A map of the universe where Earth is one planet among many is more complicated than the geocentric spheres. But it’s more accurate, and a more diverse and fascinating universe to explore than a geocentric reality could ever have been.
So it goes for the more complicated political universe with many diverse, intersecting, and conflicting axes of freedom and liberation. It’s much more complex to navigate. If you thought easy answers were tough in the liberal individualist model of politics, then this model with so many different axes of freedom is even harder.
Why would anyone want to do something that’s hard?

Mostly because it’s necessary. The libertarian – the most intense traditional liberals in the world, really – argument that you can still be free in absolute poverty is based on a paltry, one-dimensional conception of freedom. 

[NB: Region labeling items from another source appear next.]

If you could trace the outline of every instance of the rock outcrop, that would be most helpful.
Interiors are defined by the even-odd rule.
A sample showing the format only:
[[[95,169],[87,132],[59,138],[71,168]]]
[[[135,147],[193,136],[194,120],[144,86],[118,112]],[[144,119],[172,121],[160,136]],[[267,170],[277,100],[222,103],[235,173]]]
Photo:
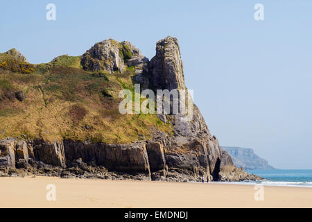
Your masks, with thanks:
[[[150,60],[152,83],[155,89],[185,89],[183,63],[177,40],[170,36],[156,44],[156,56]]]
[[[133,79],[151,89],[187,89],[176,38],[157,43],[150,62],[129,42],[96,43],[81,58],[83,69],[110,74],[134,66]],[[193,103],[188,101],[188,103]],[[182,114],[160,114],[173,126],[172,134],[151,130],[151,139],[130,144],[107,144],[63,140],[47,142],[10,139],[0,142],[3,174],[33,173],[63,178],[101,178],[166,181],[243,180],[260,179],[233,165],[212,136],[198,108],[185,121]]]
[[[88,71],[103,71],[109,74],[121,73],[125,62],[129,67],[143,67],[148,59],[142,56],[141,51],[130,42],[119,42],[114,40],[107,40],[98,42],[84,53],[81,58],[81,65]]]
[[[12,57],[20,60],[21,62],[28,63],[28,61],[27,60],[26,58],[15,49],[11,49],[9,51],[5,52],[4,53],[12,56]]]
[[[252,148],[222,146],[231,155],[234,164],[245,169],[274,169],[268,161],[259,157]]]

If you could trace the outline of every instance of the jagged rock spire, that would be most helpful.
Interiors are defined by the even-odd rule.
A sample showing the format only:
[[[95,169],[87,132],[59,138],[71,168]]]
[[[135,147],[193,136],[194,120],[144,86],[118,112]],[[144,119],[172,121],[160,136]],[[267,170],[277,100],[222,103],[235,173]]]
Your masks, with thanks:
[[[177,38],[168,36],[157,42],[156,56],[150,60],[150,69],[155,88],[169,90],[187,88]]]

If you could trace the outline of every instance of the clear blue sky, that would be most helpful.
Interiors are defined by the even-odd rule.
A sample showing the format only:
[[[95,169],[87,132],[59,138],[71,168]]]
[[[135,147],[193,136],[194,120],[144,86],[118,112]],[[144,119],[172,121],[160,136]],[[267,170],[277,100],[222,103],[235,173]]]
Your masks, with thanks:
[[[254,19],[257,3],[263,22]],[[46,62],[112,37],[150,59],[157,40],[176,37],[187,85],[222,145],[253,148],[275,167],[312,169],[311,11],[308,0],[5,1],[0,51]]]

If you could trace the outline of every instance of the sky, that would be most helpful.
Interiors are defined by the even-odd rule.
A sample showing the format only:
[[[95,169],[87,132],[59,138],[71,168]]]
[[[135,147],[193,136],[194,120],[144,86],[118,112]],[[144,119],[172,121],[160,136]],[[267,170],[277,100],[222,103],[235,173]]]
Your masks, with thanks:
[[[48,3],[55,21],[46,19]],[[311,10],[309,0],[5,1],[0,51],[42,63],[113,38],[150,59],[157,41],[176,37],[187,86],[222,146],[252,148],[277,168],[312,169]]]

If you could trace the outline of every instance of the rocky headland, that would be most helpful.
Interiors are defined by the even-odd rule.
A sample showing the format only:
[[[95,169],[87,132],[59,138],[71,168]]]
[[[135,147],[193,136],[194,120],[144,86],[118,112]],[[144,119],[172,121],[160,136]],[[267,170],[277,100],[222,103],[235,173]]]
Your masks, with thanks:
[[[62,56],[48,64],[28,64],[16,50],[1,58],[0,76],[19,78],[3,77],[6,82],[2,88],[0,84],[1,176],[261,179],[233,164],[196,105],[191,121],[179,114],[117,114],[118,91],[135,83],[153,90],[187,89],[175,37],[157,42],[150,61],[129,42],[114,40],[96,43],[81,56]],[[9,65],[17,62],[30,71],[13,71]],[[19,112],[9,112],[12,107]]]
[[[254,153],[252,148],[235,146],[221,146],[221,148],[229,153],[234,164],[237,167],[243,167],[247,170],[275,169],[268,164],[267,160]]]

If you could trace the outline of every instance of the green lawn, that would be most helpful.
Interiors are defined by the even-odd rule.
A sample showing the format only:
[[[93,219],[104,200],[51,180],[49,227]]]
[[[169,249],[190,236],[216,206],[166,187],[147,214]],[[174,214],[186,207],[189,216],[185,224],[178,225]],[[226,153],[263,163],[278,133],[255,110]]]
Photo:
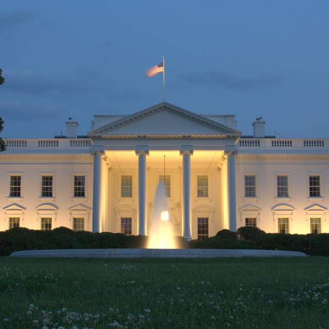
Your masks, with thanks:
[[[324,257],[2,257],[0,328],[325,329],[328,279]]]

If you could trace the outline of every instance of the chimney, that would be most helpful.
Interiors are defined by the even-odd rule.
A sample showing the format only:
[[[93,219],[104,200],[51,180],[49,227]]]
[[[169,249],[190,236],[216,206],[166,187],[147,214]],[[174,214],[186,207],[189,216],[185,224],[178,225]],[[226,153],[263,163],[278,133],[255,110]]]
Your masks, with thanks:
[[[77,138],[78,137],[78,126],[77,121],[74,121],[72,118],[69,118],[66,124],[66,138]]]
[[[252,123],[253,138],[264,138],[265,137],[265,121],[262,117],[257,118]]]

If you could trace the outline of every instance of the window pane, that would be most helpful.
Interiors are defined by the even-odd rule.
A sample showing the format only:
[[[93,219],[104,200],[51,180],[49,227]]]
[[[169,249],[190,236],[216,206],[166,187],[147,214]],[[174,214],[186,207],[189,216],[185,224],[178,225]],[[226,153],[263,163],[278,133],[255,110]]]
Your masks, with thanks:
[[[43,231],[50,231],[51,229],[51,217],[41,217],[41,229]]]
[[[170,176],[167,175],[164,176],[163,175],[160,175],[159,176],[159,181],[162,181],[164,185],[164,190],[166,190],[166,196],[170,197]]]
[[[309,196],[320,197],[320,176],[309,176]]]
[[[197,176],[197,196],[208,197],[208,176]]]
[[[321,233],[321,218],[311,218],[310,232],[314,234],[319,234]]]
[[[197,218],[197,239],[202,240],[209,236],[208,218],[198,217]]]
[[[9,196],[21,196],[21,176],[10,176]]]
[[[254,175],[245,175],[245,196],[246,197],[255,197],[256,196],[256,176]]]
[[[74,176],[74,196],[76,197],[85,196],[85,176]]]
[[[277,176],[277,196],[278,197],[288,197],[288,176]]]
[[[121,197],[132,197],[133,196],[133,176],[121,176]]]
[[[9,228],[20,227],[19,217],[9,217]]]
[[[76,231],[84,231],[84,218],[73,217],[73,230]]]
[[[289,218],[278,218],[278,226],[279,233],[287,234],[289,233]]]
[[[246,217],[245,218],[246,226],[253,226],[256,227],[256,217]]]
[[[41,196],[52,196],[52,176],[43,176]]]
[[[121,217],[121,232],[124,234],[132,234],[132,218],[131,217]]]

This has been another week where each entry returns
to the same ideas just a little differently, trying to find
the best way to express them. Literally composing my
ideas, day by day, thought by thought.
To be free is freedom from the authoritarian control of a sovereign state, and there’s no distinction between the oppression of a secret police service and an income tax agency. You may barely afford to eat, but if you live in a society without a state tax authority, you’re free because no government coerces you.

I call shenanigans. Shenanigans because the deprivation of poverty genuinely ruins lives. Not just the immediate material deprivations of poverty, but the erosion of opportunities to dig yourself out of poverty that living hand-to-mouth creates. The inability to save. The inability to eat healthily. The inability to access housing. The heightened vulnerability to catastrophic results from otherwise minor accidents.

Many people around the world are increasingly sick of an economic regime that facilitates such incredible inequality that more people are stuck in inescapable poverty traps. 

The Copernican Revolution of political thinking is about redefining politics so that political discussions can include these economic issues, first and foremost. To do that, we need an expansive understanding of what a properly political conversation is.

We’ve become too accustomed to thinking of politics as being solely about the interplay of private and public – working out what areas of life are proper to individuals and what are proper to the government.

What is the political? It’s every relationship between people that helps constitute society. Every aspect of human life constitutes our political life. The domain of politics is life itself. You understand this and all that libertarianism just falls away. It’s just inadequate to the problems we face and the solutions we need.

We can forget the most valuable contribution that libertarianism brings to political thinking – how horrifyingly dangerous the state is. But that’s only one aspect of a universe of political importance and power. 

An artist's representation of a startled Copernicus.
The original Copernican Revolution – you know, the one the actual Nicolas Copernicus* started – transformed our image of the cosmos from a home built specifically for humanity into a complex assemblage where humanity lives. That cosmology alienated God from humanity because it implied that God had more complex priorities than human development.

* Or rather, Mikolaj Kopernik, for those of you like me who think Latin is kind of snooty and Slavic languages generally sound extra-badass.

Kant, like all reactionaries who believe themselves progressive, wanted to preserve the material truth of a world more complex than humanity, but restore the moral authority of a God that cares only for humanity.

But the problem with an image of God as a moral authority is that it seems an unjustly one-way relationship. Living in a manifestly unfair world, prayer and piety alone isn’t exactly effective in building a more just society. If we expect justice and fairness to arise naturally, it will never arrive. 

The strong will continue to eat the weak, unless the weak find new ways to make themselves strong. But that strength has to be new kinds of power that undercut the strength of the already-strong. Our ideals have to be about remaking society – changing each of our minds – so that violent coercion is literally not effective anymore.

Human politics driven by our ideals puts us at war with the cosmos itself. It means that the ideal of human politics is to demand a better world than the universe is able to give you – if I can’t find it in the world as it is, I’ll build it.

It’s the demand to God herself – I won’t submit to your theodicy; I won’t justify the raw deal of human suffering. My ideal is a world where everyone lives in peace and happiness. Where a single crying child is too much pain to be right, to be justified.